As an entrepreneur, getting your business off the ground is one of the most difficult challenges you’re likely to face. In the early days, when you’re up and running but not quite yet established, capital to keep things going can be seemingly impossible to come by.
Traditional bank loans can be especially difficult to secure, as financers generally require at least a year or two of business history, along with a solid cash flow. What can you do when your startup needs money now?
Good news, you have options. Consider these six ways to fund your new business, from traditional avenues to others you may have overlooked.
Does your new business need a delivery van? A copy machine? A pizza oven? You may qualify for an equipment loan, even as a new business. While banks traditionally only extend financing to established businesses, equipment loans can be slightly easier to come by — and may even carry a lower interest rate than conventional loans.
Why? The rule with this type of loan is that it can only be used to purchase — you guessed it — equipment and machinery. This can be less risky for lenders because the equipment itself serves as collateral; if you default, the lender can take your equipment to cover the loan.
If your business invoices its customers, and you need funding fast, invoice financing may be a viable option for your startup. In invoice financing, a lender loans you money against the invoiced amount that your customer owes you. This can be especially helpful if you have a long payment cycle and can’t afford to wait for your customers to pay their bill.
Invoice financing can also be easier to qualify for than traditional loans. Lenders often don’t require a long business history, and approval is generally based on your customer’s credit rather than you own. Your own credit and cash flow are secondary.
If you don’t need a large loan (over $50,000), consider applying for a SBA Microloan. For this type of loan, the Small Business Administration partners with community-based non-profit lenders to offer small business loans. These loans generally feature low interest rates because the government guarantees a portion of the loan, which reduces risk for the lenders, especially when financing startups.

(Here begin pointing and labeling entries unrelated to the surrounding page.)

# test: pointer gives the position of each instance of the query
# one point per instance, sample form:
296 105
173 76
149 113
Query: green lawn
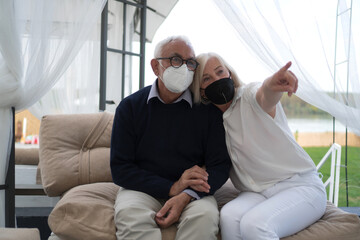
353 173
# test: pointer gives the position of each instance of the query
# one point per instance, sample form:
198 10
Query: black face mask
221 91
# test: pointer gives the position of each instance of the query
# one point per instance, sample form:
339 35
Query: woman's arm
269 94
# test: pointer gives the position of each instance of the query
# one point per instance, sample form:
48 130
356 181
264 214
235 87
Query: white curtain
320 45
38 41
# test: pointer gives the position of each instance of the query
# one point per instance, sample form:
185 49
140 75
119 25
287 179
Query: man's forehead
178 48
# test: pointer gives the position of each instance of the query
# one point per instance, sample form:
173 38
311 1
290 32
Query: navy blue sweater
153 143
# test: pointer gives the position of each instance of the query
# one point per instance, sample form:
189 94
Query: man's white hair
159 47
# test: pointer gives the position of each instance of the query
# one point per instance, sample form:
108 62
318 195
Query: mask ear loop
204 99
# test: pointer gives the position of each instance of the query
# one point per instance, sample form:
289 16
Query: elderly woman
281 192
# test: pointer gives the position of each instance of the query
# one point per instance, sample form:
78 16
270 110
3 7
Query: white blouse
262 149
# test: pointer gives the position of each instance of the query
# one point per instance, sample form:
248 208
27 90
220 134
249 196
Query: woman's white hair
160 46
202 60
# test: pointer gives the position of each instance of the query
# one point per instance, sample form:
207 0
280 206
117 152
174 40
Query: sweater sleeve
217 160
124 170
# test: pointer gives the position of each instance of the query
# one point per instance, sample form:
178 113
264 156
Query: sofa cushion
85 212
334 225
19 233
74 150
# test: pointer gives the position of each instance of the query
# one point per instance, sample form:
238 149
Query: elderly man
168 154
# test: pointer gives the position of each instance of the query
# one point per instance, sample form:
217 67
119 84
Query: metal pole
123 65
10 181
103 58
142 45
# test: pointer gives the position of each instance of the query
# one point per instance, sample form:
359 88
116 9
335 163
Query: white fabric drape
305 32
77 90
38 41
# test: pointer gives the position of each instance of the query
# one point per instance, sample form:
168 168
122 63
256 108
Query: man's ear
155 66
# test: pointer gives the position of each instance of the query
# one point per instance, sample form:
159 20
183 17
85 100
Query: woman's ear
155 66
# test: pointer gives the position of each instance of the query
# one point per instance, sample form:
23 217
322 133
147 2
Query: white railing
334 180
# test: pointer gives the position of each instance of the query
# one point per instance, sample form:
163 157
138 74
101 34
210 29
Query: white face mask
177 80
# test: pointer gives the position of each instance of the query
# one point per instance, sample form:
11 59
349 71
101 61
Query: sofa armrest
74 150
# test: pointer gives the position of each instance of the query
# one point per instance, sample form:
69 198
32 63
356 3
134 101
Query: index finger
286 67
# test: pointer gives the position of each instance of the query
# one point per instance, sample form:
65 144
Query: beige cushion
86 212
19 234
74 150
336 224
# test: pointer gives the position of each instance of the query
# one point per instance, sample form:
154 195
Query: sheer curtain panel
320 44
38 41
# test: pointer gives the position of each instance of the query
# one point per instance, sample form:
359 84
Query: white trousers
135 212
282 210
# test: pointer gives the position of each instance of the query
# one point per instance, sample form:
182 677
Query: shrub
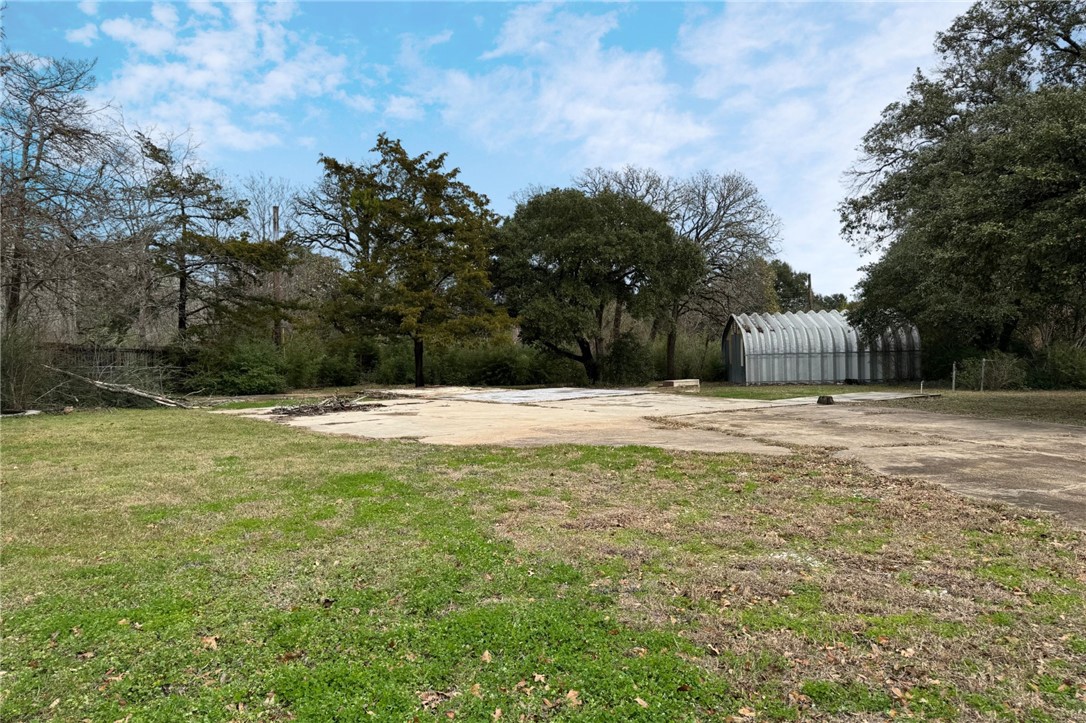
1000 371
243 367
696 357
24 379
628 362
1060 366
302 356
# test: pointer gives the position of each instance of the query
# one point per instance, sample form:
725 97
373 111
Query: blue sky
517 94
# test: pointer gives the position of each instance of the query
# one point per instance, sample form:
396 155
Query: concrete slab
540 395
1030 464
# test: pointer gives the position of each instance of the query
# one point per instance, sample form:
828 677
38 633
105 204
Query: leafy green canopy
417 244
565 256
974 187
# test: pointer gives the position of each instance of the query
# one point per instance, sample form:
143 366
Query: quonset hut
815 347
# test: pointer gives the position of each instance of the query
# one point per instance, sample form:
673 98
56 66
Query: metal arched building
815 347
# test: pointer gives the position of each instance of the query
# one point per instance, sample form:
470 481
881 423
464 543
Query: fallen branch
125 389
331 404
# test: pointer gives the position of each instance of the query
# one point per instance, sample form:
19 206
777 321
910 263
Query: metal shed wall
815 347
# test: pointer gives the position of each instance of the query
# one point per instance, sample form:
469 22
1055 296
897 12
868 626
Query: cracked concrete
1034 465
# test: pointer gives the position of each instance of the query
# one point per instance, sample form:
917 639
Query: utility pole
276 284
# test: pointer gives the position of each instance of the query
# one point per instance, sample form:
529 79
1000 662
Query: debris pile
326 406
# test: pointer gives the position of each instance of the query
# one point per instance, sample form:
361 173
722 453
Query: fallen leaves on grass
431 699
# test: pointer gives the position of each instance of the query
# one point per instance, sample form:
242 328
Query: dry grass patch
853 590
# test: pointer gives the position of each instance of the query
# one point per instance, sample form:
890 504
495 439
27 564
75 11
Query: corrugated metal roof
815 346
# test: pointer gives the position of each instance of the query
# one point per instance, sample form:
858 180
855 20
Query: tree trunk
591 364
419 381
672 342
14 296
182 301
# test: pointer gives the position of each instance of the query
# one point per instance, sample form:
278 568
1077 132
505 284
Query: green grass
163 565
1066 407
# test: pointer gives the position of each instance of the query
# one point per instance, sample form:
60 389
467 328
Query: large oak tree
565 256
415 240
974 187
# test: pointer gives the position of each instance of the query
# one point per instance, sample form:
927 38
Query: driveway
1034 465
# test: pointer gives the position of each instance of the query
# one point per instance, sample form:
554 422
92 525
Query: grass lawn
163 565
1061 407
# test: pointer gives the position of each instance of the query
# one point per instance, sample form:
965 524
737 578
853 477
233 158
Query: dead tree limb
125 389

Low interest rates and accessibility for new businesses make SBA Microloans competitive, but you may have a leg up if you run a minority-owned business or operate in a disadvantaged area. SBA Microloan lenders focus on local communities, and often go beyond funding to provide business-based training and technical assistance.
Business Credit Card
If you have limited business history and solid personal credit, a business credit card may be a good way to finance your business. In addition to your credit, issuers will take a look at your combined income (business plus personal). The better your credit, the lower your APR will be. Beyond being fast and easy to apply for, business credit cards offer other perks.
Ideally, you want to pay off your balance in full every month to avoid paying interest. If you have good credit, shop around for a 0% interest introductory offer to buy yourself some time so you can comfortably carry a balance for up to 15 months. You can also look for a card that offers a cash back percentage or awards points.
Bonus: A business credit card helps you build up your business credit and establish that all-important business history.
Small Business Grant
While securing a small business grant from a non-profit or government organization isn’t easy, this “free” money (without interest or fees) can be well worth the effort — especially if you run a non-profit or mission-oriented business in a community that’s served by this type of funding.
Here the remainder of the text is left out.